Tatsächlich hat Herr Hornschuh ein beachtliches Resümee und gehört sicher nicht zu den hungernden Künstlern. Ohne die genauen Einkommensverhältnisse zu betrachten, würde ich sogar vermuten, dass Herr Hornschuh zu der Größenkategorie der Künstler gehört, die vom Verteilungsschlüssel der GEMA profitieren, während kleinere Künstler eher draufzahlen.
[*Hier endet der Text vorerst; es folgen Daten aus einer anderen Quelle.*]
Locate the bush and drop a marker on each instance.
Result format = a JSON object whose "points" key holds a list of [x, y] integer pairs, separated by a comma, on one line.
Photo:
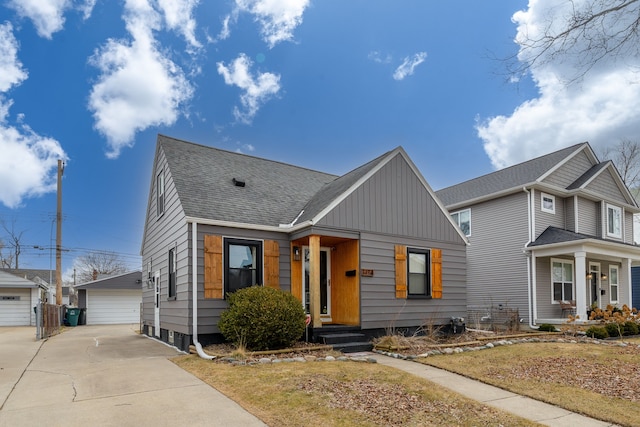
{"points": [[262, 318], [614, 329], [597, 332], [546, 327], [631, 328]]}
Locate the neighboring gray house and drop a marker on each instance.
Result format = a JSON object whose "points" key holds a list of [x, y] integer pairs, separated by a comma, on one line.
{"points": [[556, 228], [112, 300], [370, 250]]}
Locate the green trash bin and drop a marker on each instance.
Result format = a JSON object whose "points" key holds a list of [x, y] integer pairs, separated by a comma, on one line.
{"points": [[72, 316]]}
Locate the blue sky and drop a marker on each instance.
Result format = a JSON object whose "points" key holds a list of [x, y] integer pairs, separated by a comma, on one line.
{"points": [[326, 85]]}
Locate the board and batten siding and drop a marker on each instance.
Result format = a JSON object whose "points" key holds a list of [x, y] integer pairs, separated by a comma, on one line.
{"points": [[393, 201], [497, 264], [209, 309], [570, 171], [379, 306], [162, 233]]}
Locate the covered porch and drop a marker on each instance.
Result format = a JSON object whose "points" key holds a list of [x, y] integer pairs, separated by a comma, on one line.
{"points": [[573, 274], [325, 277]]}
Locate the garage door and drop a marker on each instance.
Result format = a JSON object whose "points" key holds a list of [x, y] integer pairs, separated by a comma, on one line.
{"points": [[15, 307], [106, 307]]}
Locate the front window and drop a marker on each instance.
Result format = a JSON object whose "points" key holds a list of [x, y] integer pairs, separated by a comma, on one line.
{"points": [[614, 221], [172, 273], [242, 264], [463, 219], [548, 203], [419, 273], [613, 283], [562, 280], [160, 193]]}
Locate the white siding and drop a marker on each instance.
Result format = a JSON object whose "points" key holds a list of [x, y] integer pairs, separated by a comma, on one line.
{"points": [[113, 306]]}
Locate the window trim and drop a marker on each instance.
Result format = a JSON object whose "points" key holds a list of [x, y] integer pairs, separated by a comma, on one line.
{"points": [[552, 198], [612, 285], [456, 219], [259, 244], [573, 281], [428, 293], [172, 284], [160, 193], [618, 210]]}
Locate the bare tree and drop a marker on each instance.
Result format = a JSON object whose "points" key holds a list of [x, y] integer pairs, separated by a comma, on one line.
{"points": [[626, 156], [98, 263], [584, 34], [14, 237]]}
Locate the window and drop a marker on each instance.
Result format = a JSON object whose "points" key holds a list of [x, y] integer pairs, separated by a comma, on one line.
{"points": [[172, 273], [548, 203], [613, 283], [160, 193], [614, 221], [463, 219], [419, 280], [562, 280], [242, 264]]}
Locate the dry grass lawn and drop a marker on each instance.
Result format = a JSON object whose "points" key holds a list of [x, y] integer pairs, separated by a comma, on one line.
{"points": [[601, 381], [342, 394]]}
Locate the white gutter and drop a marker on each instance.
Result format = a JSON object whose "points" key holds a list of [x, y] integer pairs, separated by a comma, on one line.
{"points": [[194, 290], [530, 296]]}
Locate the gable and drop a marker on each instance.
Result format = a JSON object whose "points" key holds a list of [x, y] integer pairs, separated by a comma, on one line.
{"points": [[568, 172], [394, 200]]}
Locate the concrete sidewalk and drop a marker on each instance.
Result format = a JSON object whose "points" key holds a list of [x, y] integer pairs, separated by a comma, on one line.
{"points": [[104, 376], [524, 407]]}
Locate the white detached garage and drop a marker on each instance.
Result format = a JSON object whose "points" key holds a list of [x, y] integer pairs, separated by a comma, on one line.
{"points": [[18, 296], [112, 300]]}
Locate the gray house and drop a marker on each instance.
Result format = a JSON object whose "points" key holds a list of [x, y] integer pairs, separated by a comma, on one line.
{"points": [[548, 236], [368, 250]]}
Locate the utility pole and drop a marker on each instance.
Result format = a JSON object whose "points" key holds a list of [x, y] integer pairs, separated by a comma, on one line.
{"points": [[59, 236]]}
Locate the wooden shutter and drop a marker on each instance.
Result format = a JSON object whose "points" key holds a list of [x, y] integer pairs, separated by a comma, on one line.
{"points": [[401, 271], [436, 273], [272, 264], [213, 267]]}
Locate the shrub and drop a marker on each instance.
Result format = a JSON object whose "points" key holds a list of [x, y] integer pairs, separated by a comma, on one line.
{"points": [[614, 329], [262, 318], [546, 327], [631, 328], [597, 332]]}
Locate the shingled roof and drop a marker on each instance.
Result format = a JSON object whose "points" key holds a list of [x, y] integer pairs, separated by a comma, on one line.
{"points": [[515, 176], [273, 192]]}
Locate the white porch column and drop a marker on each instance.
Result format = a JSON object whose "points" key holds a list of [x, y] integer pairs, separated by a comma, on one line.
{"points": [[625, 273], [581, 285]]}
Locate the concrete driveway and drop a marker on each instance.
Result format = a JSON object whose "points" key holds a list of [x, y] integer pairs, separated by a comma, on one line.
{"points": [[104, 376]]}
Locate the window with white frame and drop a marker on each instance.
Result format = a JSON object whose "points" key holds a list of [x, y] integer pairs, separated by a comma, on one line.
{"points": [[613, 283], [614, 221], [463, 219], [562, 280], [548, 203]]}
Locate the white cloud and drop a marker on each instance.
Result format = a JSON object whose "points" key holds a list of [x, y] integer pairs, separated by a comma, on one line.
{"points": [[29, 161], [138, 87], [278, 18], [47, 15], [28, 165], [178, 15], [11, 71], [409, 65], [257, 90], [602, 108]]}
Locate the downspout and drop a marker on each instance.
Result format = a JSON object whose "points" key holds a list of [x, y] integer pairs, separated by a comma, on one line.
{"points": [[530, 296], [194, 291]]}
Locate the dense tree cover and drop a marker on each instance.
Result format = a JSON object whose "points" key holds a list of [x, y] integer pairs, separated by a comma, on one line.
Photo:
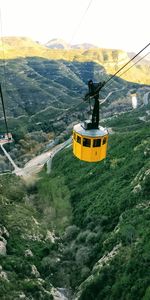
{"points": [[100, 214], [110, 207]]}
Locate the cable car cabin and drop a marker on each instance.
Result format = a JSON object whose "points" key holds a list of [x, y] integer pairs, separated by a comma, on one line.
{"points": [[89, 139], [90, 145]]}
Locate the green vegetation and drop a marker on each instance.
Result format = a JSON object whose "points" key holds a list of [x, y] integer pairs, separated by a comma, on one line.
{"points": [[105, 252]]}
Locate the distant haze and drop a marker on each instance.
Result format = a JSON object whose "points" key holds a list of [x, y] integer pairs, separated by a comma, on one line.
{"points": [[106, 24]]}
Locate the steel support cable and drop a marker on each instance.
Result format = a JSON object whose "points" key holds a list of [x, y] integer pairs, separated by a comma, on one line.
{"points": [[127, 63], [118, 76], [134, 64]]}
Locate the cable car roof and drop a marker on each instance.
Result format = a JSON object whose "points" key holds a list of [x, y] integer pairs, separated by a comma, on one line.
{"points": [[79, 128]]}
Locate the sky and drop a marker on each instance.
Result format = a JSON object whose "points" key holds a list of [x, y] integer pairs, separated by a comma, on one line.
{"points": [[115, 24]]}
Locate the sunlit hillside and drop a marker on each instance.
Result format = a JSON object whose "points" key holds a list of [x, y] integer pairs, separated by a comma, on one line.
{"points": [[110, 59]]}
Aber genug der Vermutungen, kommen wir zum eigentlichen Interview:

Das Transkript ist von mir selber angefertigt, nach meinen besten Möglichkeiten. Fairerweise möchte ich betonen, dass ich nur die Passagen bewerten kann, die 3 Sat gezeigt hat. Ob weitere Aussagen dem Schnitt zum Opfer gefallen sind, weiß ich nicht.

„Es ist ganz klar so, dass man viele der Ängste die im Raum stehen ernst nehmen muss. Angefangen bei der Frage, welche Foren oder welche Seiten sind betroffen über die Frage was wir so zu sagen verhindert werden durch die Reform.“

Ok, guter Start, kein Widerspruch bisher.

„Ich kann aber gleich dazu sagen, dass die Reform oder diese Richtlinie so konstruiert ist, dass sie im Grunde genommen Freiraum schaffen soll, einen rechtssicheren Freiraum schaffen soll.“

Das dies das Ziel der Reform sein soll, glaube ich sogar, das Ergebnis ist nur alles andere, zumindest nach meiner Meinung und der der Gegner, darunter viele Rechts- und IT-Experten.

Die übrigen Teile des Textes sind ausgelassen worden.